UKPLab / sentence-transformers

State-of-the-Art Text Embeddings
https://www.sbert.net
Apache License 2.0
15.35k stars 2.48k forks source link

Fast tokenizer for stsb-xlm-r-multilingual model #860

Open Matthieu-Tinycoaching opened 3 years ago

Matthieu-Tinycoaching commented 3 years ago

Hi,

I am blocked with low latency response due to tokenizer computation from stsb-xlm-r-multilingual model.

Could anyone have an idea on how to get a fast tokenizer for stsb-xlm-r-multilingual model ?

Is there any way to run tokenizer on GPU ?

Thanks!

nreimers commented 3 years ago

When you use Huggingface transformers v4, the fast tokenizer should be used by default.

There is a fast tokenizer available for XLM-R: https://huggingface.co/transformers/model_doc/xlmroberta.html#xlmrobertatokenizerfast

You can check the tokenizer like this:

print(type(model.tokenizer))

Running tokenizer on GPU is not possible (and not sensible).

Matthieu-Tinycoaching commented 3 years ago

Hi @nreimers

You mean this code instead?:

from transformers import AutoTokenizer

model_name = "sentence-transformers/stsb-xlm-r-multilingual"
tokenizer = AutoTokenizer.from_pretrained(model_name, use_fast=True)
print(type(tokenizer))

And I got the following answer: <class 'transformers.models.xlm_roberta.tokenization_xlm_roberta_fast.XLMRobertaTokenizerFast'>

So this means I already use the xlmrobertatokenizerfast?

Is there an increase of speed if I use Sentence-Transformers instead of HuggingFace Models Repository for the stsb-xlm-r-multilingual model (https://huggingface.co/sentence-transformers/stsb-xlm-r-multilingual)?
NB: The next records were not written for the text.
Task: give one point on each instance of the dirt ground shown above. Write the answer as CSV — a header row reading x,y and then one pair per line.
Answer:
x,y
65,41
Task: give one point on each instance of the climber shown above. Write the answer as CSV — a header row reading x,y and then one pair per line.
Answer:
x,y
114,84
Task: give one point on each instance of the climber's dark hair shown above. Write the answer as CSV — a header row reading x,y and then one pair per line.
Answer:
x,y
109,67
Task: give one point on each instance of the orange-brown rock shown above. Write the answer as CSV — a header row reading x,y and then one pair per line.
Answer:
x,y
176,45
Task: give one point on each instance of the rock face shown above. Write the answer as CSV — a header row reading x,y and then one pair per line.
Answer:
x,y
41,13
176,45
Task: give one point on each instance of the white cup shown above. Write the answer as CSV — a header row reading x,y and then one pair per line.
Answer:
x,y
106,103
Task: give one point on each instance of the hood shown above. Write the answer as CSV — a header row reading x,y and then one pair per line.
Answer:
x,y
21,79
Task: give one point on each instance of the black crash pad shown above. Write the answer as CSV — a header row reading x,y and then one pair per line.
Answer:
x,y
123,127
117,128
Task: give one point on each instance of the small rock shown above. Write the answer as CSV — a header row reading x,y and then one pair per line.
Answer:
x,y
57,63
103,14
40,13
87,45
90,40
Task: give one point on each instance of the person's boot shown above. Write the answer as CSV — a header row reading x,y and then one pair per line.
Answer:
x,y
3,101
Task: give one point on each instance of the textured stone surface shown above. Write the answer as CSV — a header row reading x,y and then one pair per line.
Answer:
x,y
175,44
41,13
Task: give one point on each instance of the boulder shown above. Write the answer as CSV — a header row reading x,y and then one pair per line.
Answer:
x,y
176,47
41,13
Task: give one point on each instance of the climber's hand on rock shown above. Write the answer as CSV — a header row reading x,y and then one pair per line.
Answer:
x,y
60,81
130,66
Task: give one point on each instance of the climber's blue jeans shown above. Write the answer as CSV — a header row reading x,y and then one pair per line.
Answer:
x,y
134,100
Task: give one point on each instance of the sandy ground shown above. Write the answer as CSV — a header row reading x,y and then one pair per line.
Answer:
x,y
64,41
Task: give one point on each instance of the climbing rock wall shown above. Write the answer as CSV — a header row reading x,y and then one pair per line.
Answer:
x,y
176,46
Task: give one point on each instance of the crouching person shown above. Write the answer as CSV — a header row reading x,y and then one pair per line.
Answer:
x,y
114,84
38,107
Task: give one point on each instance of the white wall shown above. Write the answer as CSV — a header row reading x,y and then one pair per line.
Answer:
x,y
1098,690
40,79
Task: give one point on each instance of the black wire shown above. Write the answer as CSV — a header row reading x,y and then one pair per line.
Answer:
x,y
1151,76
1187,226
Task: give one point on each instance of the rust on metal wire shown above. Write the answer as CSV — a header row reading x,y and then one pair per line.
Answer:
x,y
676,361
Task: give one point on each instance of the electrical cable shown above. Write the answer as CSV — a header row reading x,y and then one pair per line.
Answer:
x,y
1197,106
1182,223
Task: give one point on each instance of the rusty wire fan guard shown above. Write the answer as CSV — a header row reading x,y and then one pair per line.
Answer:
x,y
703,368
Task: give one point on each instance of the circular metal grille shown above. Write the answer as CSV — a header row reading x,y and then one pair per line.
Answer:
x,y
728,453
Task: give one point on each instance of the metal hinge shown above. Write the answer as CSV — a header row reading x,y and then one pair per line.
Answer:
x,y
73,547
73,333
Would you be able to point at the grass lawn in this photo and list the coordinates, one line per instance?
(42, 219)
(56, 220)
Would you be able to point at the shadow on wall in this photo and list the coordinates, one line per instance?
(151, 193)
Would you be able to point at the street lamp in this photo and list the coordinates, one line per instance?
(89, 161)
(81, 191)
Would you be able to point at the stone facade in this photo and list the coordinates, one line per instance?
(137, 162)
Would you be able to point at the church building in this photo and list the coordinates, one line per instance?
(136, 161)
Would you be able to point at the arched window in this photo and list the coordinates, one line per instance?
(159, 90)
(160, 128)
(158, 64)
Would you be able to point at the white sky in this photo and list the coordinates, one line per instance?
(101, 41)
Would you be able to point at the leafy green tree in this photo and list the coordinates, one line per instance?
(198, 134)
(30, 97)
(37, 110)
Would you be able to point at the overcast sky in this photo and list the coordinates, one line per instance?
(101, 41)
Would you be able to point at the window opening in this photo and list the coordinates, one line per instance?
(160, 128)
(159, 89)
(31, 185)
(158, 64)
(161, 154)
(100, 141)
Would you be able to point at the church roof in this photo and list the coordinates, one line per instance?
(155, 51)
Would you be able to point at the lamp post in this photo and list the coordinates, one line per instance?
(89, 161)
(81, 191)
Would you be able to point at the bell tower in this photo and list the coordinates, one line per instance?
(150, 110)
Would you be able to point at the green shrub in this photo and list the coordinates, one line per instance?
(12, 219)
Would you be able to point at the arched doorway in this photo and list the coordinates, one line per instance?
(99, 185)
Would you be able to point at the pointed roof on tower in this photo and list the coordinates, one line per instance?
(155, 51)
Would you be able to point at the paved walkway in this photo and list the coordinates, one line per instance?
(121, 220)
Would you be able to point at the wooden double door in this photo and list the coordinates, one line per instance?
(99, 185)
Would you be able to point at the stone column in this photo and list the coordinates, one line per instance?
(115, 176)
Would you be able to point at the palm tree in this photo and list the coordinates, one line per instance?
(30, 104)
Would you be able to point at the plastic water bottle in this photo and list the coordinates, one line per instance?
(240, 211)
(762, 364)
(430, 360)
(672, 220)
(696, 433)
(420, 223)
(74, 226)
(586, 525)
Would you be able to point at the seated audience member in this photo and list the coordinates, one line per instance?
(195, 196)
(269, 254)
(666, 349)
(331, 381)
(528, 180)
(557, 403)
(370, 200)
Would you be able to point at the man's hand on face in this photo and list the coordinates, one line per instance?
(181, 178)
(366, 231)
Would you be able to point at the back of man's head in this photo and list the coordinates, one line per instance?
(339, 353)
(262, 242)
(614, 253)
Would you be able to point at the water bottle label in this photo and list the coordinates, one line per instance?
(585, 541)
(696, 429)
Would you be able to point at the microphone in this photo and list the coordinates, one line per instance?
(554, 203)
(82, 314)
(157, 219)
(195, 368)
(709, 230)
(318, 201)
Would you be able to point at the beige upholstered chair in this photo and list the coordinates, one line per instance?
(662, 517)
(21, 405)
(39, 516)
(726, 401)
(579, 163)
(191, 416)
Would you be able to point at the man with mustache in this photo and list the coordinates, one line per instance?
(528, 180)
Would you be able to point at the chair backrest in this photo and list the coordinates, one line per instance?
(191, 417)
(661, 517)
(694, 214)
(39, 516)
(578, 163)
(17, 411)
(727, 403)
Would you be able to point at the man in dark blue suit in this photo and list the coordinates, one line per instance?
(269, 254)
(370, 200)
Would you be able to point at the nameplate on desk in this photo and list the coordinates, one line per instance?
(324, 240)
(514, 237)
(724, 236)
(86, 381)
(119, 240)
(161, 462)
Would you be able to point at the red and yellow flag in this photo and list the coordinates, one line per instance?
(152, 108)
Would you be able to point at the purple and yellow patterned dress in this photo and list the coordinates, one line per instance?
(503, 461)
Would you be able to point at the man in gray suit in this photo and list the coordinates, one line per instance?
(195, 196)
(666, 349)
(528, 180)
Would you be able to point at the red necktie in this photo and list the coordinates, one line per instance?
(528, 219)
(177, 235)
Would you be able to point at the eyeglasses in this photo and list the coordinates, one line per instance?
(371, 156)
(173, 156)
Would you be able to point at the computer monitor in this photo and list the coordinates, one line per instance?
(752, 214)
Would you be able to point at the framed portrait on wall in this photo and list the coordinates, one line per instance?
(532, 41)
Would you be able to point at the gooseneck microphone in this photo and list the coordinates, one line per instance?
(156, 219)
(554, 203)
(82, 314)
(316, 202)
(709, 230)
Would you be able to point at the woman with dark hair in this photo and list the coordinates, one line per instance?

nreimers commented 3 years ago

Yes, you use the TokenizerFast.

Speedup: Not necessarily. Sentence Transformers relies on the Tokenizer & Model from HF Transformers. It does some optimizations to reduce the padding and compute overhead when you encode a larger batch of sentences. But speed will be about the same.